Let us visualize the transactions using both characteristics - HOUR_OF_DAY as well as TNX_AMT:

When we look at the transactions layout and focus on the x-axis representing the amount, we observe that the majority of the transaction are placed beyond 450 (LCY = local currency). So using this information, we adjust the rule accordingly.

RULE 2a: if (HOUR_OF_DAY <=5 and TNX_AMT >= 450) then ALERT()

This new rule hits 5 out of 6 frauds (TP=5), but it also generates 1 false positive (FP=1). And since we are more focused on low FP we will adjust the b) version of the rule.

RULE 2b: if ((HOUR_OF_DAY > 1 and HOUR_OF_DAY <=5) and TNX_AMT >= 450) then ALERT()

This version of the rule hits 4 out of 6 frauds (TP=4), but it doesn't generate false positives (FP=0), and that is very good news.

Repeating our previous process, we look for another relevant indicator that might improve the KPIs of the rule we have designed so far.

Another characteristic would be whether the transaction was performed locally or outside the country (domestic vs. international transactions). This might make a lot of sense, especially with the first characteristic - HOUR_OF_DAY. International transactions can happen locally at any hour of the day because of different time zones. So if we were observing a lot of fraudulent ATM transactions happening at night time or in the early morning hours, this would not necessarily be the case for international transactions happening on the other side of the globe.

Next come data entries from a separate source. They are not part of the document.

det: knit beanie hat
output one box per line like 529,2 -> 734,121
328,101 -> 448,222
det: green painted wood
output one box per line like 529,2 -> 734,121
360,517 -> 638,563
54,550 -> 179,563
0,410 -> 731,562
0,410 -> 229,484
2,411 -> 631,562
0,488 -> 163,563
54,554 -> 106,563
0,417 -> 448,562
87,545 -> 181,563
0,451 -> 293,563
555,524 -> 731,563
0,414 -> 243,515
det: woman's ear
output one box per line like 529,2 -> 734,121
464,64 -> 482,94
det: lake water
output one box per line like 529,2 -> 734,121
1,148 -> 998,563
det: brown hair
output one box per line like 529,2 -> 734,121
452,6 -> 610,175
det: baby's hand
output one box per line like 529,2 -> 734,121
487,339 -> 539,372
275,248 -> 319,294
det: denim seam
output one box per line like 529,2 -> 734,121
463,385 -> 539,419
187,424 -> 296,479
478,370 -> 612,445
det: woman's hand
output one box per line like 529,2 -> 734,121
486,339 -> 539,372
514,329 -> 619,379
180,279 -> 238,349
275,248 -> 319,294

Visualizing 3rd metric would require 3 dimensions, but we will cheat it by using icons depicting whether the transaction is domestic (house icon) or international (plane icon).

Looking at the visualization, we can adjust our rule as follows:

RULE 3: if ((HOUR_OF_DAY <=5 and TNX_AMT >= 450 and DOM_INT_FLG = "Domestic") then ALERT()

Now this rule is an adjustment of version 2a) of our rule, but as we can see, it gives better KPI metrics. This rule can capture 5 out of 6 frauds (TP=5) while not triggering false positives (FP=0).

Conclusion

This way, we could continue to test further patterns and try to capture the last remaining fraud (from our sample dataset) or create a separate rule targeting only international ATM withdrawals. Nevertheless, for our example, we conclude the current task at hand and consider the rule good for deployment into production.

But as you are probably well aware, it will not be as straightforward as in our above example. You will potentially work with thousands or millions of transactions, among which you will have a few tens or hundreds of frauds. So the best approach to tackle the wide variety of fraud cases is to divide and conquer. That means selecting certain types of fraud with common behavior patterns and mitigating them one by one, ordered by priorities (number of incidents, loss amount, etc.)

Only next best to this approach is leveraging the power of analytics, which will help you construct more accurate models (rules), though sometimes with less explainable structure. But this is a topic for another blog.